= Academus =

Ancient Greek mythological hero

Academus or Academos (/ˌækəˈdiːməs/; Ἀκάδημος), also Hecademus (Ἑκάδημος), was an Attic hero in Greek mythology. The site of Academus, either a grove or a park, which became known as Akademeia, lies on the Cephissus, six stadia from Athens. He is the namesake of the Academy founded by Plato, who taught his students at the site, and as such of the modern English word academy, signifying an institution of higher learning.

==Place origins==

Academus, the site, was sacred to Athena, the goddess of wisdom, and other immortals; it had since the Bronze Age sheltered her religious cult, which was perhaps associated with the hero-gods, the Dioskouroi (Castor and Polydeukes), and for the hero Akademos. By classical times the name of the place had evolved into the Akademeia. It had also earlier been called Ecademia (Ἑκαδημία).

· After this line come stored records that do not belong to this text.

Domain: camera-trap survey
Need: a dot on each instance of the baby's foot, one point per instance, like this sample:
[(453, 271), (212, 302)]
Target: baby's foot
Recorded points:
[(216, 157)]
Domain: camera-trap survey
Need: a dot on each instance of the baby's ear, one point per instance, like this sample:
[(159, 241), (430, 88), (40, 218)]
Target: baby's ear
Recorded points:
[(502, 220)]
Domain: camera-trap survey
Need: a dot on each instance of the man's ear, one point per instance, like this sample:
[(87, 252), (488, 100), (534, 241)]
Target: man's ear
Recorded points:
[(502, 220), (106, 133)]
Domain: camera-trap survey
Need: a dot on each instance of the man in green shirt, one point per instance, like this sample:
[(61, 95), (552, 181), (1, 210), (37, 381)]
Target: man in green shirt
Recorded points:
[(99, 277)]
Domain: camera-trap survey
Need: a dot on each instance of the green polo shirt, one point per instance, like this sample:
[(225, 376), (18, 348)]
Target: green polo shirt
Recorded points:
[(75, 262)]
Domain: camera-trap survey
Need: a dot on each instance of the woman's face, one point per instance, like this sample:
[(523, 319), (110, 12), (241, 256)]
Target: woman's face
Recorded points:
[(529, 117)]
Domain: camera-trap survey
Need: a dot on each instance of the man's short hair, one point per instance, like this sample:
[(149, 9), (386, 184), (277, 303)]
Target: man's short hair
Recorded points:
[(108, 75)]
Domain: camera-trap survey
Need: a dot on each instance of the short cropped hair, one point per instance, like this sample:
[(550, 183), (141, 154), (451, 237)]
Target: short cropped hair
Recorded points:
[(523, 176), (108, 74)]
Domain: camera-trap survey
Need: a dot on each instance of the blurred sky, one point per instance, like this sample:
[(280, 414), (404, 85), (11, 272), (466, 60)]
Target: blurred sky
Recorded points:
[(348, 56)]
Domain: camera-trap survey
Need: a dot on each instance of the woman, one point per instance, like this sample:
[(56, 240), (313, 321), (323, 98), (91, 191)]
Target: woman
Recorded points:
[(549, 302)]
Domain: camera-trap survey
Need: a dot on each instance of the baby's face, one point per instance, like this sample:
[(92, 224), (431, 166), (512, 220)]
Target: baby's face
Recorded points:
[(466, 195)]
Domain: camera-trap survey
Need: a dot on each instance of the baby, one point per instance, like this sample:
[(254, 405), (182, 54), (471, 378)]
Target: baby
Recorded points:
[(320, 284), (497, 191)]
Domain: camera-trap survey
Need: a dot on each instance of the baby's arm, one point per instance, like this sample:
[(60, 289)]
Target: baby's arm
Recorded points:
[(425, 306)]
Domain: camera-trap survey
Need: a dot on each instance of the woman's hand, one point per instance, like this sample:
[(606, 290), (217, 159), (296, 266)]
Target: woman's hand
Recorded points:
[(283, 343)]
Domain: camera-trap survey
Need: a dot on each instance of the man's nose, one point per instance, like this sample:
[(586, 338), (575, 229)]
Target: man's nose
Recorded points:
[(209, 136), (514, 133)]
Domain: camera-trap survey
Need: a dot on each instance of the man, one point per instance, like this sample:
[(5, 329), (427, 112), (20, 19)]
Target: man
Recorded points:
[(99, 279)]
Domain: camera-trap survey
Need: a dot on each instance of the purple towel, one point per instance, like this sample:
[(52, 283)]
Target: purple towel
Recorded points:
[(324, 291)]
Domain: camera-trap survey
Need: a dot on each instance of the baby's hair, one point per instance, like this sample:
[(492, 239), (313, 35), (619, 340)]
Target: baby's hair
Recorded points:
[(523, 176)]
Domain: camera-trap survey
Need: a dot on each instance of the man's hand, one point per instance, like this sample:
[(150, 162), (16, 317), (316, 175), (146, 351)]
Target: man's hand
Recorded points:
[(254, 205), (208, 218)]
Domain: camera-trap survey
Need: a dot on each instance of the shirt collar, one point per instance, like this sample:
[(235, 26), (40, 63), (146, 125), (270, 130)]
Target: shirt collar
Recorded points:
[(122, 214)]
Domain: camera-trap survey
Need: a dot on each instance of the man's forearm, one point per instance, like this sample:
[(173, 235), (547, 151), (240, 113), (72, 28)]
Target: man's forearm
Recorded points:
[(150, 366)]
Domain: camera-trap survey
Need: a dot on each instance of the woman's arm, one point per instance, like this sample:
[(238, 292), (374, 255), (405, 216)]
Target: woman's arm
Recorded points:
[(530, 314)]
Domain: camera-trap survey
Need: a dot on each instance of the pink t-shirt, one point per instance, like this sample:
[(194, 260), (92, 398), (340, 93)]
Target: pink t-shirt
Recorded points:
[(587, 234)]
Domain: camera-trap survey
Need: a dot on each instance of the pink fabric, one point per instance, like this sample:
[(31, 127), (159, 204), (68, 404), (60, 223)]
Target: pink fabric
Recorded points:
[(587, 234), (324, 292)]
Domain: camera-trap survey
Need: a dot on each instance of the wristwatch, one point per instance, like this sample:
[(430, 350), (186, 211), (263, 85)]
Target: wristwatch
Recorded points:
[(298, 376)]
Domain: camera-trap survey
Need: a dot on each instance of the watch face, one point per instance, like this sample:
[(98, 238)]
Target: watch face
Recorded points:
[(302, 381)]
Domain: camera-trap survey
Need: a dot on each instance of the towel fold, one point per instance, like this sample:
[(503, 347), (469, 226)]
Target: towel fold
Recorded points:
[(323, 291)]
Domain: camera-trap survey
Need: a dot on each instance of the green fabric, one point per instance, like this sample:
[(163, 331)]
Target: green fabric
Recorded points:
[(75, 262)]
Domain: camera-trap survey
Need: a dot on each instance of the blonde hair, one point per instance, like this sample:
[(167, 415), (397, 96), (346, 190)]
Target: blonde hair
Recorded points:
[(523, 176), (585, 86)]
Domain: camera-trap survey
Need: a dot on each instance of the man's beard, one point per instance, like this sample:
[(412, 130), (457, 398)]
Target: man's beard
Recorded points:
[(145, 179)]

According to Plutarch, Cimon converted this, "waterless and arid spot into a well watered grove, which he provided with clear running-tracks and shady walks". Its sacred grove furnished the olive oil that was distributed as prizes in the Panathenaic Games and contained in the finely decorated Panathenaic amphorae presented to the winners.

== Mythology ==
Plutarch, in his biography of the Athenian king Theseus (the slayer of the Minotaur), writes that, after being widowed and reaching age 50, the king abducted the 12-year-old child Helen (long before she married Menelaus, met Paris and was the cause of the Trojan War). Due to this outrage, her twin brothers Castor and Pollux invaded Attica to liberate their sister and threatened to destroy Athens. Academus saved the city by telling them where she was hidden, at Aphidnae. Also for this reason Tyndareus (a Spartan king and the father of Castor and stepfather of Helen) showed Academus much gratitude. As noted by Plutarch: "For this reason he was honored during his life by the Tyndaridae, and often afterwards when the Lacedaemonians invaded Attica and laid waste all the country round about, they spared the Academy, for the sake of Academus."

==Plato==

Academe was the site of Plato's Academy and within its groves, he gave his lectures. According to Diogenes Laertius, Dion, "bought for Plato the little garden which is in the Academy". Diogenes Laertius, notes Timon of Phlius observes that there Plato "a big fish, but a sweet-voiced speaker, musical in prose as the cicada who, perched on the trees of Hecademus, pours forth a strain as delicate as a lily".

==Groves of Academe==
The phrase "the groves of Academe" comes from Horace's Epistles, 20 b.c.): Atque inter silvas academi quaerere verum (To seek for truth in the groves of Academe)'. John Milton, in Paradise Regained book 4, 244-245, uses the phrase: "See there the Olive Grove of Academe, Plato's retirement, where the Attic Bird Trills her thick-warbl'd notes the summer long". Mary McCarthy made the phrase the title of her satirical novel The Groves of Academe.